Martinez proceeded to become an icon in Boston and was front and centre as the Red Sox won the World Series in 2004, their first since 1918. In the clubhouse, he quickly referenced the Expos when he appeared before cameras.
“I told one interviewer that I had gotten my championship but that the 1994 Expos should have gotten one, too,’’ Martinez wrote. “That’s how my mind works. It was hard for me to stay in the moment. I was looking back, to my Dominican roots and my baseball roots, especially the Expos, where I grew up as a pitcher.’’
It turned out to be Martinez’s last game with the Red Sox. He wanted to stay in Boston but he wanted a guaranteed, three-year contract and management was reluctant so he inked a more satisfying deal with the Mets, although George Steinbrenner and the Yankees took a run at him.
Martinez pitched his last game in the majors in 2009 with the Phillies and was elected into Baseball Hall of Fame on his first crack this past January. 219 wins and only 100 losses, not to mention the Cy Young Awards. Remarkable career.
Now back to that Zimmer incident. It was a low point in his career.
“Here came a 72-year-old heading right at me. What in holy hell was happening?’’ Martinez wrote. “He was mumbling as he got close to me and just as he got real close he also cursed my mom. He called me a son of a bitch.’’
Zimmer started to fall off balance and then Martinez flung him to the ground. It was ugly.

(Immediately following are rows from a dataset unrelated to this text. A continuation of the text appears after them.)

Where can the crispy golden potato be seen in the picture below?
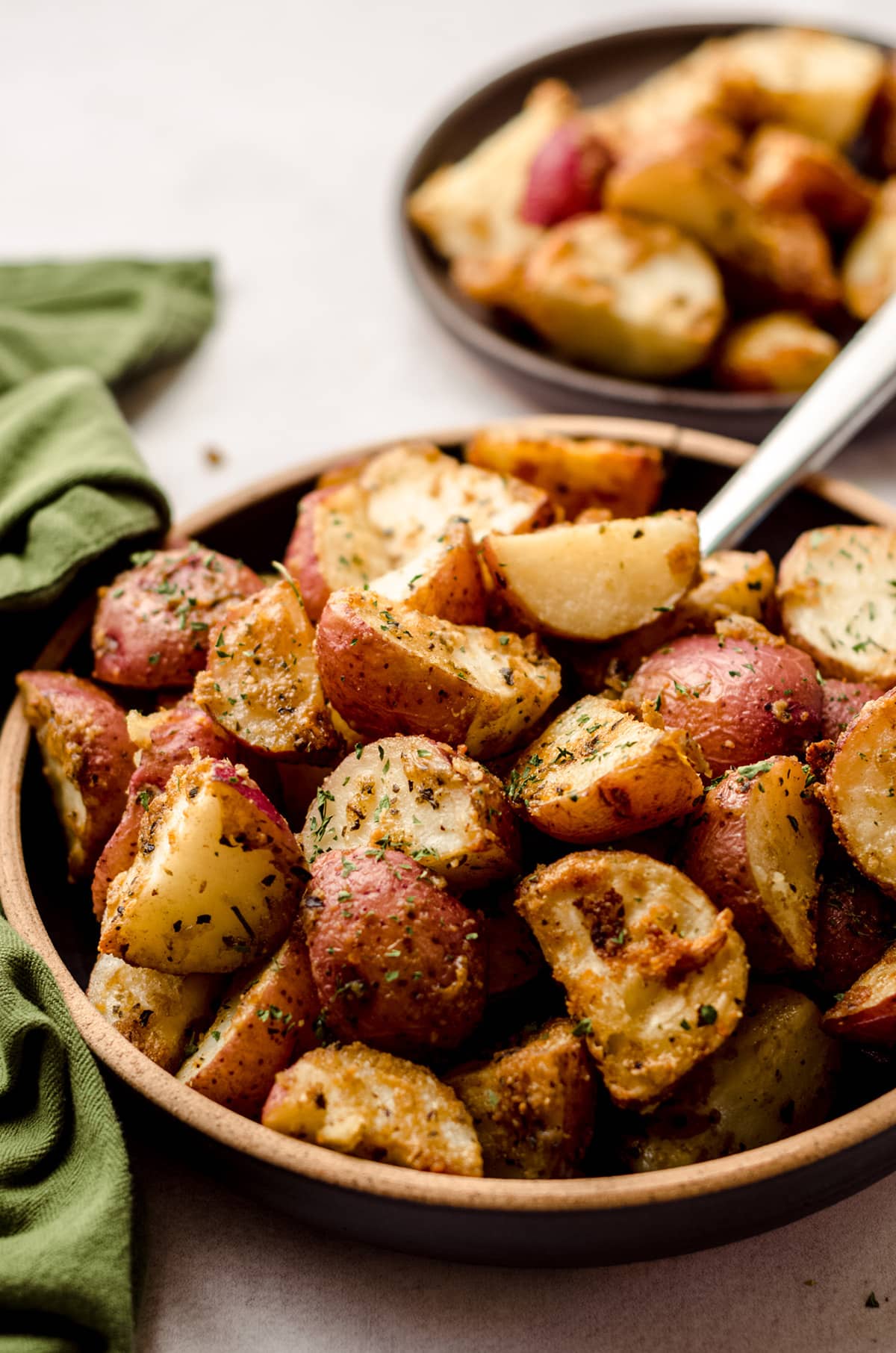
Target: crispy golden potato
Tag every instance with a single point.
(578, 474)
(599, 774)
(216, 878)
(653, 971)
(532, 1106)
(376, 1106)
(600, 579)
(423, 798)
(774, 1077)
(756, 849)
(836, 596)
(391, 670)
(158, 1013)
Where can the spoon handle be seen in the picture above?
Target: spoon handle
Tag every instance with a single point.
(857, 385)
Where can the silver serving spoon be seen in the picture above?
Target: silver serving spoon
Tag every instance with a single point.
(857, 385)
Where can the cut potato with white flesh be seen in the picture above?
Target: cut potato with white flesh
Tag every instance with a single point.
(390, 670)
(629, 296)
(366, 1103)
(578, 473)
(774, 1077)
(859, 791)
(653, 971)
(597, 579)
(471, 208)
(837, 596)
(261, 682)
(156, 1013)
(426, 800)
(216, 880)
(757, 847)
(599, 774)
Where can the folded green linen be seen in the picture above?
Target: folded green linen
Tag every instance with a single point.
(115, 316)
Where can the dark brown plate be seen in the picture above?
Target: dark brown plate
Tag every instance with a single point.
(597, 71)
(549, 1223)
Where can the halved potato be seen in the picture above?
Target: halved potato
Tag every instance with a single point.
(653, 971)
(756, 849)
(390, 670)
(376, 1106)
(423, 798)
(600, 579)
(837, 594)
(599, 774)
(532, 1106)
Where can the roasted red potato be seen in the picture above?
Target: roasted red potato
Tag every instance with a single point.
(155, 624)
(397, 961)
(87, 756)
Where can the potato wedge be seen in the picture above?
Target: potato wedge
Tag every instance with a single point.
(577, 473)
(216, 880)
(599, 774)
(423, 798)
(836, 594)
(600, 579)
(532, 1106)
(376, 1106)
(756, 847)
(390, 670)
(653, 971)
(261, 1026)
(158, 1013)
(261, 682)
(774, 1077)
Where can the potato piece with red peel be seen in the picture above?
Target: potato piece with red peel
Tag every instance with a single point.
(654, 971)
(577, 473)
(756, 847)
(600, 579)
(376, 1106)
(741, 700)
(836, 596)
(532, 1106)
(397, 961)
(87, 758)
(216, 880)
(155, 623)
(390, 670)
(158, 1013)
(599, 774)
(260, 1029)
(261, 682)
(423, 798)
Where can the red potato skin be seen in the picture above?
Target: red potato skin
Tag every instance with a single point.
(155, 623)
(742, 701)
(371, 914)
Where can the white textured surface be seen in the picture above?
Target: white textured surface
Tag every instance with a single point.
(274, 134)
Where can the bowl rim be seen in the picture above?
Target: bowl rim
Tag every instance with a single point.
(473, 328)
(320, 1164)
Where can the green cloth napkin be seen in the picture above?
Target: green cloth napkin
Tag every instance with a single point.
(65, 1233)
(115, 316)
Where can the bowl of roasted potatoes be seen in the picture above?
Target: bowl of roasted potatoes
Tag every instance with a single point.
(471, 865)
(694, 217)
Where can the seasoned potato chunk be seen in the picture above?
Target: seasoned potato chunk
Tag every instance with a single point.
(654, 971)
(376, 1106)
(836, 593)
(424, 800)
(532, 1106)
(599, 774)
(774, 1077)
(756, 849)
(390, 670)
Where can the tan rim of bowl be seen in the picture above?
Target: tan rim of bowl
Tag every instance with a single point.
(328, 1166)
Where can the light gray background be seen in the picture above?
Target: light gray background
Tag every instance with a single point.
(273, 134)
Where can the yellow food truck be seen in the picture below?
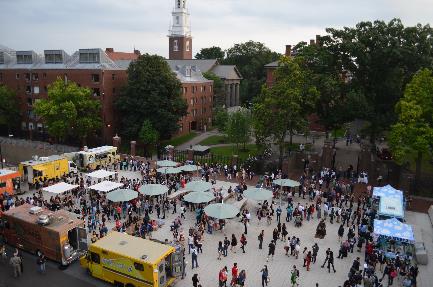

“In my entire career as a baseball player, my reaction to the late Don Zimmer’s charge remains my one and only regret,’’ Martinez said. “I was embarrassed and he was embarrassed and remorseful. I can’t defend what I did.’’
Martinez received many death threats after that incident and he even wondered if he would meet the same fate as John F. Kennedy. The lunatics out there who threatened Martinez thought better and did nothing idiotic.
Pedro was published by Houghton Mifflin Harcourt. It retails in Canada for $36, $28 in the U.S.